Revista Ciclismo

La pájara y su relación con la alimentación

Por Rafael @merkabici

La pájara puede aparecer en cualquier momento y lugar. En ocasiones aparece de manera lenta otras de forma progresiva pero casi siempre implacable.

Síntomas como la visión borrosa, hambre, piernas temblorosas, son solo algunas de sus señales indiscutibles.

¿Por qué ocurre la pájara?

Generalmente la pájara se suele dar por una bajada en la reserva de carbohidratos (CHO) a modo de fuente energética, algo que se suma a un descenso de la concentración de azúcar en la sangre.

Cuando ocurre una pájara el flujo de sangre se ralentiza, de tal modo que a los músculos y a las distintas partes del cuerpo les llega bastante menos energía y oxígeno de la que necesitan.

La pájara es una respuesta a la falta de energía que se produce en el organismo como consecuencia de una mala alimentación o por un cansancio excesivo.

De este modo se produce una ralentización de la circulación y los músculos comenzarán a producir mayor cantidad de ácido láctico derivada de la falta de energía, lo que hará que seguir con la actividad sea algo realmente complicado.

Cuando la pájara ocurre invade al afectado una importante sensación de malestar general que suele llevarnos a detener nuestra actividad de golpe y ser incapaces de seguir.

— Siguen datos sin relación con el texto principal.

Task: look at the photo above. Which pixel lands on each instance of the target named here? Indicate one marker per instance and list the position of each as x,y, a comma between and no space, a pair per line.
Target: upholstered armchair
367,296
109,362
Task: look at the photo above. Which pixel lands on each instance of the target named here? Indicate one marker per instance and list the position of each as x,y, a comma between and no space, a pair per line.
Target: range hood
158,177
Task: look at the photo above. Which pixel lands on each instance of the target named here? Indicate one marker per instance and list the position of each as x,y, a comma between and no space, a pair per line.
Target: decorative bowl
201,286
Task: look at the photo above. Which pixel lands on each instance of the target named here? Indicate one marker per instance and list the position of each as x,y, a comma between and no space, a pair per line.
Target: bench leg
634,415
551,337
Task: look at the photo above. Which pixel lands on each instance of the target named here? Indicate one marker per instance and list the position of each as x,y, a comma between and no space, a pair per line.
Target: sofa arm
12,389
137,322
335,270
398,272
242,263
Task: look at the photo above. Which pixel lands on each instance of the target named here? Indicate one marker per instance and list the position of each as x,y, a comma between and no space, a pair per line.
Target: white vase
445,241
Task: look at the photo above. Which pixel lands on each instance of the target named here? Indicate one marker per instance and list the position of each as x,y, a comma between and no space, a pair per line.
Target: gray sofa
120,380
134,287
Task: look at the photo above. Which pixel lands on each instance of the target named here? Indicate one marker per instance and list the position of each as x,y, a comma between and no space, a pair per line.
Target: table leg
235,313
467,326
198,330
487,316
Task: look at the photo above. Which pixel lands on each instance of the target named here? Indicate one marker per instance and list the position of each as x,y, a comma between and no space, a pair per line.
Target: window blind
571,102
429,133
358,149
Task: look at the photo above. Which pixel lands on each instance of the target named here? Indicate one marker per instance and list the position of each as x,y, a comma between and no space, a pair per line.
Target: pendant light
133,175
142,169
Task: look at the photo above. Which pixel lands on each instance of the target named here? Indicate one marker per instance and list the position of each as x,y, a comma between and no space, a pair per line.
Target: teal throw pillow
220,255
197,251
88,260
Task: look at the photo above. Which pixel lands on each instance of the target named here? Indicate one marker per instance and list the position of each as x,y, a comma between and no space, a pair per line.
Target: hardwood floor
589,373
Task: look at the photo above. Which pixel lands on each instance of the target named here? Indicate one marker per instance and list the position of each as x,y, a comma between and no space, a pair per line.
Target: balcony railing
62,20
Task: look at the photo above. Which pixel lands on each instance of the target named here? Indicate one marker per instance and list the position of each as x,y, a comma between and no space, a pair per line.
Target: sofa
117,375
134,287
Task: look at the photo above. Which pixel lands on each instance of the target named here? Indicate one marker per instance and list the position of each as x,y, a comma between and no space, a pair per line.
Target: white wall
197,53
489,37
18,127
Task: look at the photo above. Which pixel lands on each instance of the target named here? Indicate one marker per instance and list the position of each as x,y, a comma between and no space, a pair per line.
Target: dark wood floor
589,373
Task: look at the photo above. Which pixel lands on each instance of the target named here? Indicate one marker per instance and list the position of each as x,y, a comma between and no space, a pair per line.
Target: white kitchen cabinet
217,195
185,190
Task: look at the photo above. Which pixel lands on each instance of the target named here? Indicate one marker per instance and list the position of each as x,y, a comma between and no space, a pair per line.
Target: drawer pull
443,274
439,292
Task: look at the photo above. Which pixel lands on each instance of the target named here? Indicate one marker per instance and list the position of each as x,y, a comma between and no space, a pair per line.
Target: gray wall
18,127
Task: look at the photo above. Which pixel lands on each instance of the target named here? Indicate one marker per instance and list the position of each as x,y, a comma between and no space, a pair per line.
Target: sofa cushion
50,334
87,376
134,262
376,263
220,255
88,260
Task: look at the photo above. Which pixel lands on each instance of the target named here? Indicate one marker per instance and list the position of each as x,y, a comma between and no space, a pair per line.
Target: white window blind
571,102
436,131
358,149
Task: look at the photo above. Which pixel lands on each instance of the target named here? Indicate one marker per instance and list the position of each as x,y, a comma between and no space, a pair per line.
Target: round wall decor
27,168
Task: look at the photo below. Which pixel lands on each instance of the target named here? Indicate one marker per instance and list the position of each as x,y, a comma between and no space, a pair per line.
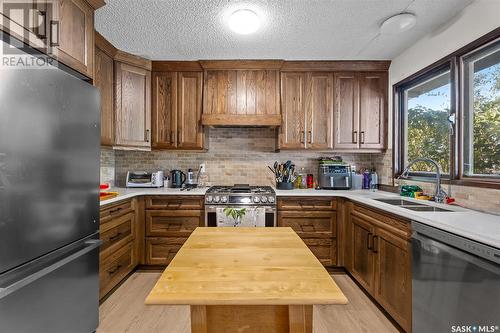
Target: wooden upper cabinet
63,29
360,110
292,132
132,105
103,80
164,110
372,110
307,107
319,110
75,34
241,93
346,110
177,106
189,128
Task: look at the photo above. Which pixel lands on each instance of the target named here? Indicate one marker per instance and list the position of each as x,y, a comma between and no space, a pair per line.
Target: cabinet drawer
309,224
172,202
115,210
115,267
173,223
161,251
117,233
380,219
307,203
323,249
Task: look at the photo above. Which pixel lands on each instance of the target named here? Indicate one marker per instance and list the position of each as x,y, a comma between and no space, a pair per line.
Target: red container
310,181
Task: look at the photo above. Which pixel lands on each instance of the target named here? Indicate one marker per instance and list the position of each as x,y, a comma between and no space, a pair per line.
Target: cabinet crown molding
336,65
104,45
133,60
241,64
176,66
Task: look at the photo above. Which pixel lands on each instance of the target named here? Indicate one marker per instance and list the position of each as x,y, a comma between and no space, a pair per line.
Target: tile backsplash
235,155
241,155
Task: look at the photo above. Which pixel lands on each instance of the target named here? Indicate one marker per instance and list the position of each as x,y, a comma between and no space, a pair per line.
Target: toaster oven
144,179
335,177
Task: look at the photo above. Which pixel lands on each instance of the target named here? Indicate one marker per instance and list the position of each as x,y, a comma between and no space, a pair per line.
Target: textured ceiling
291,29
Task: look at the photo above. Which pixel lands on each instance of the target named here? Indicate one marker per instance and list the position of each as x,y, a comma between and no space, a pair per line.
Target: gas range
241,194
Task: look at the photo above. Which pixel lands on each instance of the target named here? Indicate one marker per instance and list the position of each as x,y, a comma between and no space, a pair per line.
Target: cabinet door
362,257
346,111
76,35
173,223
26,20
319,110
133,117
241,97
292,134
317,229
164,112
103,80
372,111
393,276
189,128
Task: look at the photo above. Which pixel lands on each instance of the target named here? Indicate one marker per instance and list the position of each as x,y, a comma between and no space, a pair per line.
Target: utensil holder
284,186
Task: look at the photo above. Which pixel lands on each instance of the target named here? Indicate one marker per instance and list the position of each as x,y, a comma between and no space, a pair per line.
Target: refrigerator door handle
90,245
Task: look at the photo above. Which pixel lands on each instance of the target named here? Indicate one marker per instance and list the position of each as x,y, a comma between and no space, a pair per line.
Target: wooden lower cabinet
169,221
119,250
379,258
161,250
115,267
393,284
314,220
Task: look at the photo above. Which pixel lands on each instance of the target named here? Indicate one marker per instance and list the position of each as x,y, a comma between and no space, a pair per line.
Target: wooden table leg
251,318
300,318
199,319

Esto, como ya apuntábamos, se da porque las reservas de glucógeno del organismo se han agotado por completo y sin energía rápida es imposible seguir.

Efectos secundarios de la pájara

Una de las consecuencias de la pájara es ver que se nubla la visión o incluso que vemos alucinaciones.

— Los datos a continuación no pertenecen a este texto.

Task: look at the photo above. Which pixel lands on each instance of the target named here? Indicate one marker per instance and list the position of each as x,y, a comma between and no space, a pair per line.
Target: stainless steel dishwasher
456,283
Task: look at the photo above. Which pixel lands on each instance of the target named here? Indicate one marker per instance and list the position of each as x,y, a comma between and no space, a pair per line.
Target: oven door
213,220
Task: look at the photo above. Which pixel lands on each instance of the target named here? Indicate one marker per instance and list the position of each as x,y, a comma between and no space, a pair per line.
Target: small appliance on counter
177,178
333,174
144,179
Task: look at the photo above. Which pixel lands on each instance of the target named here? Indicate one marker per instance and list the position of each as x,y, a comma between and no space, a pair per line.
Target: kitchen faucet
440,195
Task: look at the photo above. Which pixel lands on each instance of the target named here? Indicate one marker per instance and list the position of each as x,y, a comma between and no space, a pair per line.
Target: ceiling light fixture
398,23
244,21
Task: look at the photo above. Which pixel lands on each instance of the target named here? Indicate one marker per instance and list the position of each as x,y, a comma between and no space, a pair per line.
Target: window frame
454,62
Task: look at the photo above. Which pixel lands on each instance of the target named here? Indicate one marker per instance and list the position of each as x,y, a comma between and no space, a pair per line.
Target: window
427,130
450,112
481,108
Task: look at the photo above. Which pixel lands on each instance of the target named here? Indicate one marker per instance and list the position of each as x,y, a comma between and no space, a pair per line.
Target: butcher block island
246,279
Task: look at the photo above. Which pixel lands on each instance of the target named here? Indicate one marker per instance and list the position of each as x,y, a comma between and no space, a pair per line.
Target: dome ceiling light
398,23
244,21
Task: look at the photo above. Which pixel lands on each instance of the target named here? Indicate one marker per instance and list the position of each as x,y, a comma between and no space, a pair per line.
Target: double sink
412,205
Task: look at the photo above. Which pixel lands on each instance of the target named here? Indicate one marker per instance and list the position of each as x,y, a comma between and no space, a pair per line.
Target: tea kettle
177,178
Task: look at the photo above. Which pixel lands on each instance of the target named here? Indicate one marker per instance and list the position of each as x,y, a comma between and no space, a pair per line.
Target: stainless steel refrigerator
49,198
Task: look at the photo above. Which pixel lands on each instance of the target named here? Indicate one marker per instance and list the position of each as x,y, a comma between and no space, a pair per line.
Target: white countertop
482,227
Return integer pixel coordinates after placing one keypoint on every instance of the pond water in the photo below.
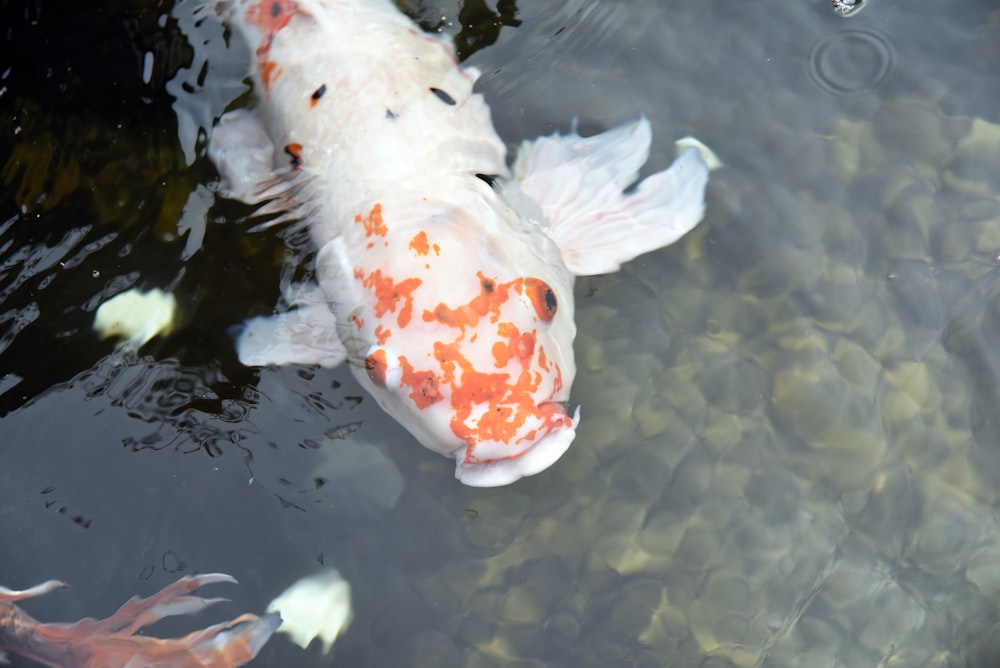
(789, 450)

Esto es así porque el aporte de glucosa, es decir, el alimento del cerebro, es tan bajo que este órgano deja de funcionar bien y, entre otras cosas, se pierde la motivación para seguir con la ruta.

Además, el cerebro deja de mandar los impulsos a las diferentes partes del cuerpo y no se puede seguir adelante.

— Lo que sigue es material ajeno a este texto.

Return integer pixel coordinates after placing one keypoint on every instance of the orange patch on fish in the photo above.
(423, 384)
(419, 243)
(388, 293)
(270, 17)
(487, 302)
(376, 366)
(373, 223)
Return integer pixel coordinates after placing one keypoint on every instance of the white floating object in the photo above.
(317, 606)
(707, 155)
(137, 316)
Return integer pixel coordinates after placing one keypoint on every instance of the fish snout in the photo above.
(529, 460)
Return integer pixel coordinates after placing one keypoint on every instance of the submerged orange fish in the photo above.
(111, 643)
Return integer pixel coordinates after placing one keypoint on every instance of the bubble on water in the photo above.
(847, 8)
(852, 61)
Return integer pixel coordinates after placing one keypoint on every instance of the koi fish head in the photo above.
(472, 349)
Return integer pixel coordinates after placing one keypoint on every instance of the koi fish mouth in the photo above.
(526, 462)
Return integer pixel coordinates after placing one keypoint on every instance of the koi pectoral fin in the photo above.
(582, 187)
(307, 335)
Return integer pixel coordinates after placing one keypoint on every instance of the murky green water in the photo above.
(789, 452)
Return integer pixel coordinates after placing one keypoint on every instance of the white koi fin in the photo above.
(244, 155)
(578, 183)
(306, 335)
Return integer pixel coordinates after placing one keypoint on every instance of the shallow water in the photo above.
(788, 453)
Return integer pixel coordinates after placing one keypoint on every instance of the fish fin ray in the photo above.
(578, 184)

El corazón es otro de los órganos que se ven afectados. Durante la realización del ejercicio se suele producir una aceleración de su ritmo, algo a lo que hay que sumar la acumulación de ácido láctico en los músculos, lo que produce una ralentización de la circulación y un riego deficiente, todo ello se traduce en un esfuerzo excesivo.

En cuanto al uso de las reservas de glucógeno que los músculos realizan lo que ocurre es que se hace un mal reparto de dichas reservas.

De este modo algunos músculos como los que conforman los brazos apenas intervienen en una carrera y aquí sí las reservas permancecen casi intactas, pero en otras zonas como las piernas aquí sí se agota y en el caso de otras zonas como el hígado aquí sí se pueden agotar del todo pero el glucógeno que hay en otros músculos no se transfiere a las piernas así que el cuerpo no dará más de sí.

Cómo evitar la pájara

Si importante es saber sus causas también es fundamental que sepamos cómo evitar la tan temida pájara. Para ello lo primero que tenemos que aprender es a escuchar a nuestro cuerpo.

Si lo hacemos correctamente notaremos que la pájara está al llegar y, por tanto, tenemos que bajar la intensidad del entrenamiento para resistir.

Para evitar forzar el cuerpo hasta el punto de que nos llegue una pájara tendremos que tomar una buena cantidad de hidratos de carbono, imprescindibles para responder a los requerimientos nutricionales del cuerpo.

Por ello es fundamental ingerir la cantidad de hidratos de carbono pertinente y que sean de origen integral, capaces de aportar energía durante más tiempo, y aprovecharse mejor o normal.

Otro buen modo de evitar que suframos una pájara es tomando alimentos energéticos antes de iniciar la rutina de ejercicio. Bastará con hacer lo propio unas horas antes. Como podéis ver la pájara está íntimamente relacionada con la falta de energía así como el agotamiento de las reservas de las mismas.